Celebraving is more than mere revival: Bugged Out! at Drumsheds
Plus Nicolás Jaar, Slimzee, Holly Macve, Institute and Dean Wareham
(Picture by Lucy Hogg. Thanks Lucy!)
Celebraving is more than mere revival: Bugged Out! at Drumsheds
Clubbing, as we all know, is a young people’s game. Except, increasingly, it isn’t. In the UK at least, where I spent last weekend, the generation who went to raves in the late 80s is now in their 50s, while people of and around my age - 46 - have grown up with electronic music in the air. Quite what young people think of this, I don’t know; probably not much.

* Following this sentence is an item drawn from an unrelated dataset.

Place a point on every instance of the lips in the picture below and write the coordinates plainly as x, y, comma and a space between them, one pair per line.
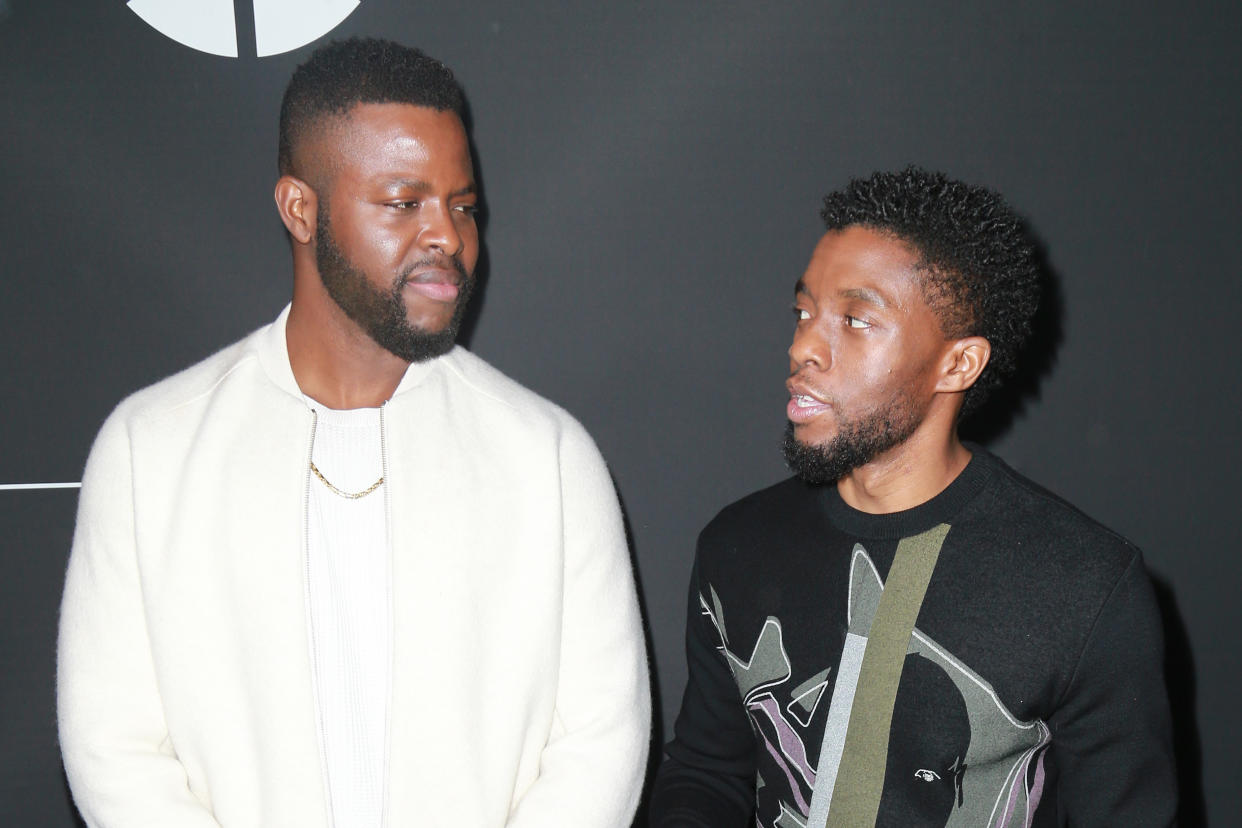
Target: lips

But it seems to me vaguely fantastic that older people still want to get together and dance to electronic music rather than slouch off into a world of crown green bowls and complaining about mortgages.
Often, though, when I go to clubs - an infrequent phenomenon but not entirely unknown - the night is entirely geared to young people, especially in Barcelona, where I live. The timings, with clubs opening after midnight and closing at about 6am, doesn’t exactly lend itself to getting up to take your child to an 8am football match. And it becomes a vicious circle: older people in Barcelona don’t tend to go out, so clubs don’t accommodate them, so older people in Barcelona don’t go out.
The UK - and London in particular - is more open to older clubbers. And the club I went to on Saturday, Bugged Out!’s 30th anniversary at Drumsheds, seems to have entirely solved the ageing customer equation. The club ran from midday to 2230h, just in time to get home, pay the babysitter and go to bed at a reasonable enough hour to function as a human being the following day. And the organisation at the venue - a vast, converted Ikea in North London - was spectacular, an entirely unsexy characteristic that I appreciate ever more over time.
The information sent with the ticket read like the rule book to a minor parlour game but it all worked. We cleared security in about 10 minutes; the queue for the bar was never longer than five minutes and there was ample free water, together with cups and lids. Getting the 12,000-strong crowd out of the venue at 2230h and into taxis, Ubers and one nearby train station, over a busy road, took about 20 minutes with nothing in the way of a problem, as far as I could see. The venue itself was still recognisably the Ikea it was a year ago - you enter via a largely unchanged car park, for example - and perhaps lacked a certain romance. But I will take that time and again if it means a) that things work and b) you actually have room to dance, even when the headline act comes on.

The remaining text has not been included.